ETL with APIs
The NASAResource
gives us the ability to extract data, but it leaves us in a slightly more ambiguous position than when we were importing static files. With files, there’s a clear boundary. One file ends, another begins. When extracting data from an API, those boundaries aren’t always as obvious, making it less clear how to structure our assets.
Time bounding
With the NASA API and our resource, we need to provide a date range when pulling data. Some APIs allow filtering down to the minute or even the second, but the NASA API works at the day level. This makes it easy to structure our ingestion around pulling a full day's worth of data at a time.

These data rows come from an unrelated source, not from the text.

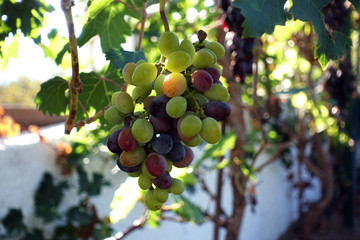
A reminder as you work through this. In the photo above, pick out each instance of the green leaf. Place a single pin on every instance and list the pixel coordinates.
(261, 16)
(328, 46)
(13, 222)
(121, 57)
(48, 197)
(189, 211)
(105, 18)
(52, 97)
(125, 198)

But we do have the question of when should we run the process? If we try to fetch today's data, we can't be sure that all of it has been published yet. The safest approach is to query the API for the previous day’s data by using a rolling, non-overlapping window.
Alternatively, it’s possible to implement a rolling window with overlaps:
This can be useful in two key scenarios:
- When the API allows for data corrections or updates, such as changes to past orders or late-arriving data.

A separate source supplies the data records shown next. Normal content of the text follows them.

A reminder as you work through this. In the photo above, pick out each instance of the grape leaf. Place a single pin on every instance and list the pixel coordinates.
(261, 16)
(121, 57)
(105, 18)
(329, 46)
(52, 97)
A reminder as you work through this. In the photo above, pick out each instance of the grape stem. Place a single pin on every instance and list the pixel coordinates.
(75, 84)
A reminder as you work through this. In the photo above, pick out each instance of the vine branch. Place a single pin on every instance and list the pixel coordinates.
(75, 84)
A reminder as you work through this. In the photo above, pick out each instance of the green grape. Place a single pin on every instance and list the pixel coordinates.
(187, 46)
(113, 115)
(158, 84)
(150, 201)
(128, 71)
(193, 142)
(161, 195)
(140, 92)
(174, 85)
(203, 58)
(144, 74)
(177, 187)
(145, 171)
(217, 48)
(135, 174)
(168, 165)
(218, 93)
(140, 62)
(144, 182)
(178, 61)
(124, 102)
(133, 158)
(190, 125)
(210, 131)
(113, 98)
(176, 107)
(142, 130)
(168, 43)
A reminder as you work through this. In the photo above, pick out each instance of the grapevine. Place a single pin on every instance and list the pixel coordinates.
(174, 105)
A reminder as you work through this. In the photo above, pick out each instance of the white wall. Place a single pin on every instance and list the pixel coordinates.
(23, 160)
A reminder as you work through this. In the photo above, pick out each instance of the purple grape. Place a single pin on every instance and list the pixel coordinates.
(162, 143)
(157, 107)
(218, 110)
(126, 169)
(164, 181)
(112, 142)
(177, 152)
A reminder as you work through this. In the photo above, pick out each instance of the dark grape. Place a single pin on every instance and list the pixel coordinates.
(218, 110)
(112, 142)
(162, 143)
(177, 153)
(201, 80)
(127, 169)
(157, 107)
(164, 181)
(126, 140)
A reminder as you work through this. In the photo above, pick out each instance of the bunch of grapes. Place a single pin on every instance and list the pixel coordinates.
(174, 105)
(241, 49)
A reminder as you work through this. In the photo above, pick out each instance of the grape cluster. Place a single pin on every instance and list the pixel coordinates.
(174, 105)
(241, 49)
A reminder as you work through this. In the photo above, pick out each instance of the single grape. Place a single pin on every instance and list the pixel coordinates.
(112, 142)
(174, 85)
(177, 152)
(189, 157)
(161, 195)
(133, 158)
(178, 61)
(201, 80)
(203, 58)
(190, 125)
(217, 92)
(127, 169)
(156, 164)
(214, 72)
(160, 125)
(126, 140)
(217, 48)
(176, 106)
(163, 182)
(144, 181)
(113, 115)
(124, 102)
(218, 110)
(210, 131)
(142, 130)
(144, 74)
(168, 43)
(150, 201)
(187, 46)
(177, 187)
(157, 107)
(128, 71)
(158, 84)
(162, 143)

- To add resiliency in the event of failures. If one run fails, the next overlapping window might successfully capture the missed data.
Rolling windows with overlaps do introduce added complexity. Since overlapping periods will process the same data more than once, this needs to be handled at the destination layer. This can be done using:
- Hard deletes, where old overlapping data is removed before new data is loaded.
- Soft deletes, where older records are marked as outdated and superseded by the newer ones.
For the purposes of this course, we’ll stick to rolling windows without overlaps, which provide a simpler and more deterministic ingestion model.